Un eroe italiano in Argentina, Filippo Di Benedetto e un film per non dimenticarlo

Alto, magro, schivo, ci teneva a passare inosservato, come a dire: “non voglio riconoscimenti”, ma quando una persona lo salutava il viso gli si illuminava con un sorriso, quasi volesse dire: grazie. Allora dimostrava una grande cortesia e affabilità. Pochi se ne ricordano, i giovani non ne hanno mai sentito parlare, le persone grandi quando ascoltano il suo nome sorridono di gioia. Di Benedetto era nato in Calabria, a Saracena, città nella quale è stato sindaco tra il 1947 ed il 1949. Era emigrato In Argentina nel 1952, e si era stabilito a San Justo, nell’hinterland di Buenos Aires, dove ha sempre continuato a svolgere la sua professione di falegname. Povero è nato e povero e onesto, è morto nel 2001, pur avendo sempre svolto un ruolo da protagonista della storia.

Si era iscritto al Partitto Comunista all’epoca del Fascismo e in Argentina era diventato il referente ufficiale del suo partito.

All’epoca della Dittatura, 1976-1983, era responsabile dell’Inca Cgil, presidente della Filef, Federazione Lavoratori Emigranti e Famiglie e era molto conosciuto e stimato per la sua rettitudine. Così quell’uomo umile e deciso è diventato un eroe agendo per ferma convinzione personale, senza voler nulla a cambio nemmeno il riconoscimento di chi ha salvato. E di questo si è trattato, di aver salvato dalla morte centinaia d’italo argentini, i cui familiari correvano da lui per chiedergli aiuto quando si aspettavano che arrivassero i militari per portare via, nel cuore della notte, un congiunto. Aveva messo su con il vice console di Buenos Aires, Enrico Calamai, una rete, un’intelaiatura. Insieme hanno nascosto nella sede del Consolato Generale, in M.T.De Alvear, o nelle loro case personali, centinaia di persone, poi gli facevano i documenti e le facevano partire a salvo. In Italia contavano sulla collaborazione di Enrico Pajetta.

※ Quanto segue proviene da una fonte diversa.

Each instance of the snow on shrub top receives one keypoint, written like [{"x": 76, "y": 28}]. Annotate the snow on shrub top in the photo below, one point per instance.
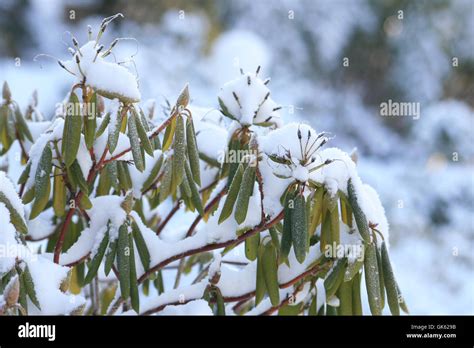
[
  {"x": 109, "y": 79},
  {"x": 247, "y": 100}
]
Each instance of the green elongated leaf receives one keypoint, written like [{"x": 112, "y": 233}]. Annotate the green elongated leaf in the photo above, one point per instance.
[
  {"x": 356, "y": 298},
  {"x": 334, "y": 219},
  {"x": 299, "y": 228},
  {"x": 325, "y": 240},
  {"x": 21, "y": 125},
  {"x": 220, "y": 305},
  {"x": 389, "y": 281},
  {"x": 30, "y": 287},
  {"x": 25, "y": 174},
  {"x": 195, "y": 197},
  {"x": 344, "y": 293},
  {"x": 80, "y": 270},
  {"x": 335, "y": 278},
  {"x": 42, "y": 182},
  {"x": 261, "y": 288},
  {"x": 85, "y": 202},
  {"x": 16, "y": 219},
  {"x": 59, "y": 193},
  {"x": 5, "y": 139},
  {"x": 123, "y": 261},
  {"x": 372, "y": 279},
  {"x": 144, "y": 120},
  {"x": 72, "y": 131},
  {"x": 153, "y": 174},
  {"x": 313, "y": 307},
  {"x": 158, "y": 282},
  {"x": 28, "y": 196},
  {"x": 270, "y": 273},
  {"x": 233, "y": 148},
  {"x": 141, "y": 246},
  {"x": 22, "y": 299},
  {"x": 274, "y": 235},
  {"x": 286, "y": 238},
  {"x": 317, "y": 209},
  {"x": 225, "y": 111},
  {"x": 361, "y": 220},
  {"x": 251, "y": 246},
  {"x": 231, "y": 197},
  {"x": 145, "y": 142},
  {"x": 90, "y": 122},
  {"x": 114, "y": 130},
  {"x": 179, "y": 151},
  {"x": 110, "y": 257},
  {"x": 381, "y": 277},
  {"x": 165, "y": 186},
  {"x": 103, "y": 125},
  {"x": 11, "y": 124},
  {"x": 77, "y": 176},
  {"x": 97, "y": 259},
  {"x": 401, "y": 301},
  {"x": 134, "y": 296},
  {"x": 186, "y": 189},
  {"x": 353, "y": 268},
  {"x": 243, "y": 198},
  {"x": 125, "y": 181},
  {"x": 135, "y": 144},
  {"x": 111, "y": 171},
  {"x": 169, "y": 133},
  {"x": 193, "y": 152}
]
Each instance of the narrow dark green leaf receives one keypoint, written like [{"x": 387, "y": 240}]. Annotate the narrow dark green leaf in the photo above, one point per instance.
[
  {"x": 179, "y": 151},
  {"x": 261, "y": 288},
  {"x": 335, "y": 278},
  {"x": 251, "y": 246},
  {"x": 195, "y": 197},
  {"x": 110, "y": 257},
  {"x": 299, "y": 228},
  {"x": 16, "y": 219},
  {"x": 243, "y": 198},
  {"x": 97, "y": 259},
  {"x": 270, "y": 273},
  {"x": 42, "y": 182},
  {"x": 30, "y": 287},
  {"x": 21, "y": 124},
  {"x": 361, "y": 220},
  {"x": 134, "y": 296},
  {"x": 390, "y": 282},
  {"x": 141, "y": 246},
  {"x": 345, "y": 298},
  {"x": 90, "y": 122},
  {"x": 153, "y": 174},
  {"x": 193, "y": 152},
  {"x": 356, "y": 298},
  {"x": 231, "y": 197},
  {"x": 372, "y": 279},
  {"x": 144, "y": 141},
  {"x": 72, "y": 131},
  {"x": 123, "y": 261},
  {"x": 135, "y": 144}
]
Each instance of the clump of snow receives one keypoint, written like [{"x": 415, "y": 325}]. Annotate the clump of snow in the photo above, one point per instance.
[
  {"x": 109, "y": 79},
  {"x": 6, "y": 187},
  {"x": 46, "y": 275},
  {"x": 248, "y": 100},
  {"x": 104, "y": 209}
]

In un primo momento con loro c’è stato anche il giornalista Giangiacomo Foà, inviato del Corriere della Sera, richiamato in Italia, dalla cupola del suo giornale, dopo che si era scontrato con un funzionario dell’ambasciata italiana.

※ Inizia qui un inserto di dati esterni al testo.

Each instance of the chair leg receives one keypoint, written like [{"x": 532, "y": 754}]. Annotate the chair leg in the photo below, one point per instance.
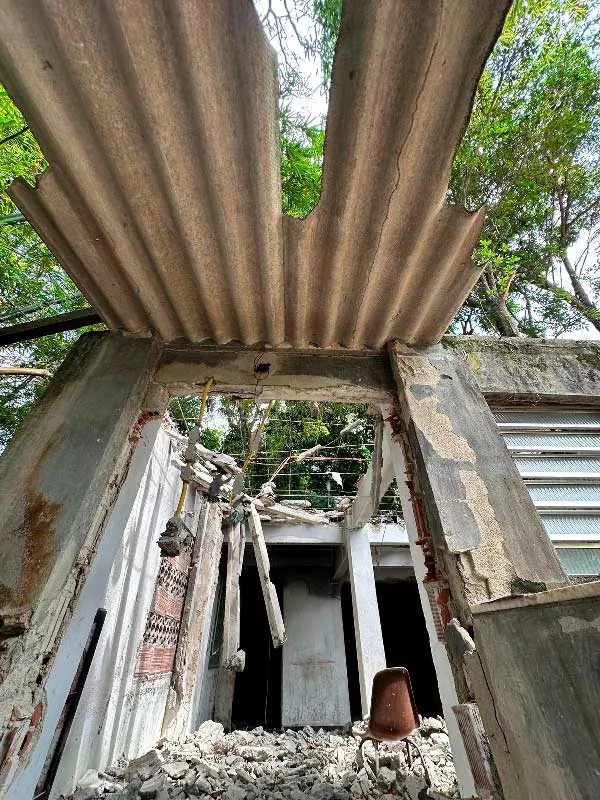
[
  {"x": 364, "y": 760},
  {"x": 418, "y": 749}
]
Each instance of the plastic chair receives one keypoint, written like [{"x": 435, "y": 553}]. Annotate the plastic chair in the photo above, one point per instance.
[{"x": 394, "y": 716}]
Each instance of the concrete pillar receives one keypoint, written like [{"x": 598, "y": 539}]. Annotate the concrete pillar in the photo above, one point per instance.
[
  {"x": 59, "y": 478},
  {"x": 478, "y": 529},
  {"x": 315, "y": 679},
  {"x": 367, "y": 625},
  {"x": 443, "y": 670}
]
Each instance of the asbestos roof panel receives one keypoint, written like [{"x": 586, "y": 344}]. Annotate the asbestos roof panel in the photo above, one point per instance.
[{"x": 162, "y": 199}]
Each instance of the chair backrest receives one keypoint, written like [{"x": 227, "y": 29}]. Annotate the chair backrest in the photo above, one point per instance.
[{"x": 393, "y": 711}]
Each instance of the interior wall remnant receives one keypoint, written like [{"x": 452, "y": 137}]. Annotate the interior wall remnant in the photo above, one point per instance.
[
  {"x": 367, "y": 626},
  {"x": 121, "y": 579},
  {"x": 478, "y": 529},
  {"x": 60, "y": 477},
  {"x": 123, "y": 703},
  {"x": 315, "y": 681},
  {"x": 190, "y": 665},
  {"x": 420, "y": 550}
]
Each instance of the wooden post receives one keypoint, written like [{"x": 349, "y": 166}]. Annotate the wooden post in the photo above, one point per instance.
[
  {"x": 367, "y": 625},
  {"x": 190, "y": 659},
  {"x": 232, "y": 658},
  {"x": 269, "y": 592}
]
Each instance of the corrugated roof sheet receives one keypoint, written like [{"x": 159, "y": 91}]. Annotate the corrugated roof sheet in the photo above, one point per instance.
[{"x": 162, "y": 199}]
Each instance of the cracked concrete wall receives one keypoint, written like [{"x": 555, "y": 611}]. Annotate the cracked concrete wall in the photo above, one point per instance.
[
  {"x": 481, "y": 518},
  {"x": 545, "y": 648},
  {"x": 60, "y": 477}
]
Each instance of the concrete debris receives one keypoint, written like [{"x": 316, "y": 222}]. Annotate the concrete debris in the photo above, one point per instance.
[{"x": 293, "y": 765}]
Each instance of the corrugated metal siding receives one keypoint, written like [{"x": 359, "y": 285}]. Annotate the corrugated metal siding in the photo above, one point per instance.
[
  {"x": 162, "y": 200},
  {"x": 541, "y": 420},
  {"x": 580, "y": 560},
  {"x": 562, "y": 479}
]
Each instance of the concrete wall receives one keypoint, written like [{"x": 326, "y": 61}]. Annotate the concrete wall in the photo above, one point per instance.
[
  {"x": 116, "y": 714},
  {"x": 315, "y": 680}
]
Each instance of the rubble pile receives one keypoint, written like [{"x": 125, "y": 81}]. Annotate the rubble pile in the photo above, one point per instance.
[{"x": 293, "y": 765}]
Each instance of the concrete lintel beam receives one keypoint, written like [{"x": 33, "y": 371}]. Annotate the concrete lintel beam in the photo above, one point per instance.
[
  {"x": 384, "y": 535},
  {"x": 517, "y": 371},
  {"x": 320, "y": 375}
]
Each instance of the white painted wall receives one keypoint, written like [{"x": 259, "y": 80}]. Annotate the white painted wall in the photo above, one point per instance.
[
  {"x": 370, "y": 651},
  {"x": 117, "y": 714},
  {"x": 315, "y": 679},
  {"x": 114, "y": 716}
]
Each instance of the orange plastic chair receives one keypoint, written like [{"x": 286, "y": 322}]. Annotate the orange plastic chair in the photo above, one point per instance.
[{"x": 394, "y": 716}]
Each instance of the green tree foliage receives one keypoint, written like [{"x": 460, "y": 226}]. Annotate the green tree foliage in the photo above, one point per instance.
[
  {"x": 301, "y": 164},
  {"x": 33, "y": 282},
  {"x": 531, "y": 156},
  {"x": 292, "y": 428}
]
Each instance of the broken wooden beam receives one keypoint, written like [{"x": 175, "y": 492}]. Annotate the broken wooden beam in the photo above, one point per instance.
[{"x": 274, "y": 615}]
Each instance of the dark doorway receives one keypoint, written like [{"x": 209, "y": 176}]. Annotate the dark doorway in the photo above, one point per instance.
[
  {"x": 257, "y": 695},
  {"x": 351, "y": 657},
  {"x": 406, "y": 641}
]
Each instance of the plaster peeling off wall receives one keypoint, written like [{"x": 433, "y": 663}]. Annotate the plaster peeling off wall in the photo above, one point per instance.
[
  {"x": 119, "y": 715},
  {"x": 115, "y": 715}
]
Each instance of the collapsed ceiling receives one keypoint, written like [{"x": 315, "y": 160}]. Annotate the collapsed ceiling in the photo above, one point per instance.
[{"x": 163, "y": 195}]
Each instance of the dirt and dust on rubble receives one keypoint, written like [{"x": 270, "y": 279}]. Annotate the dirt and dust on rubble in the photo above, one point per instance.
[{"x": 293, "y": 765}]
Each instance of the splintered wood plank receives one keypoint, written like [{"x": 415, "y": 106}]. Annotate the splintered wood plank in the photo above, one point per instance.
[
  {"x": 231, "y": 621},
  {"x": 373, "y": 485},
  {"x": 231, "y": 656},
  {"x": 296, "y": 514},
  {"x": 274, "y": 615}
]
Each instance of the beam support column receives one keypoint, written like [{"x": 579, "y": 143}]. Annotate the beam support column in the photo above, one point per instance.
[
  {"x": 393, "y": 454},
  {"x": 367, "y": 625}
]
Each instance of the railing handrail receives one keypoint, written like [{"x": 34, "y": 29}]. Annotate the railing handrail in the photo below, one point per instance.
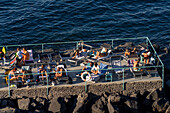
[
  {"x": 52, "y": 43},
  {"x": 142, "y": 67}
]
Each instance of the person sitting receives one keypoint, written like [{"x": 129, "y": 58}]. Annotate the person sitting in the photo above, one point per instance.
[
  {"x": 12, "y": 75},
  {"x": 134, "y": 50},
  {"x": 43, "y": 71},
  {"x": 127, "y": 53},
  {"x": 19, "y": 57},
  {"x": 88, "y": 68},
  {"x": 59, "y": 72},
  {"x": 2, "y": 56},
  {"x": 146, "y": 55},
  {"x": 26, "y": 55},
  {"x": 95, "y": 69},
  {"x": 136, "y": 64},
  {"x": 76, "y": 54},
  {"x": 22, "y": 76},
  {"x": 103, "y": 53}
]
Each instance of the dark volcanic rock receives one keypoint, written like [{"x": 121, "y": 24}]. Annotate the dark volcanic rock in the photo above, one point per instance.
[
  {"x": 39, "y": 111},
  {"x": 132, "y": 106},
  {"x": 168, "y": 110},
  {"x": 154, "y": 95},
  {"x": 82, "y": 101},
  {"x": 57, "y": 105},
  {"x": 114, "y": 98},
  {"x": 4, "y": 103},
  {"x": 112, "y": 108},
  {"x": 160, "y": 105},
  {"x": 41, "y": 102},
  {"x": 11, "y": 103},
  {"x": 9, "y": 110},
  {"x": 24, "y": 104},
  {"x": 100, "y": 106}
]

Non si deve dimenticare di sottolineare l’operato dei tre “giusti,” come venivano chiamati. C’è da far notare che Calamai fu l’unico rappresentante del Corpo diplomatico italiano a compiere il suo dovere di salvare i connazionali.

Sarebbe quindi bene, per rendere omaggio a questi benefattori e per offrire alle nuove generazioni dei modelli positivi, un film perché tutti possano conoscerli.